「JKエレジー」のストーリー

群馬県桐生市。遊園地の売店でアルバイトする高校三年生の梅田ココア(希代彩)は、将来に希望が見出せずにいた。学校の成績は優秀だったが、家庭は貧しく、同居する家族はギャンブル狂の父・シゲル(川瀬陽太)、そして兄・トキオ(前原滉)は元漫才師のニート。ココアは、自分がそんな2人の犠牲になっていると感じながら日々を過ごしていた。その一方で、彼女には秘密があった。
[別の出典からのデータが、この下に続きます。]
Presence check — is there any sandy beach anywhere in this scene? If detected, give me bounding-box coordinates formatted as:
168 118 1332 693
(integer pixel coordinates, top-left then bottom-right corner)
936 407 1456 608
学校とバイトの合間に、あるビデオに出演していたのだ。それは、ネット上などで一部の愛好家が楽しむ“クラッシュビデオ”と呼ばれるもの。“クラッシュビデオ”とは、“小動物や植物、食べ物など、形あるものが女性に踏み潰され、破壊される様を見て性的欲求を満たす目的で作られた動画”のことだった。当初は、兄の元相方であるカズオ(猪野広樹)から無理やり頼まれて出演したものだったが、次第にココア自身も踏み潰ことに快感を覚え、乗り気になっていた。そんなある日、大学に特待生奨学金制度があることを知ったココアは一念発起。進学を目指すこと決意する。数少ない友人のサクラ(芋生悠)は大学進学を希望、もう1人の友人アイコ(小室ゆら)は、年上の彼氏と付き合う中で妊娠が判明し、母親になるつもりでいた。それぞれ進路や将来を見据えた2人と過ごすうち、自らの将来に希望を見出していくココア。その矢先、クラッシュビデオ出演が学校に知られてしまう。推薦を取り消され、学校に居場所を失ったココアは、進学を諦めることになり、友人たちとも疎遠に……。絶望の中、ココアにとっての僅かな希望は、ビデオ出演でコツコツ貯めたお金だった。しかしその貯金も、兄が無断で持ち出し、なくなってしまう。一方、カズオは、ビデオ販売の件で横山(阿部亮平)とトラブルになり、金を強奪して逃走。絶望の中、交錯するココアとカズオ。そして、ココアの身を案じる友人たち。ココアの決意はいかに……。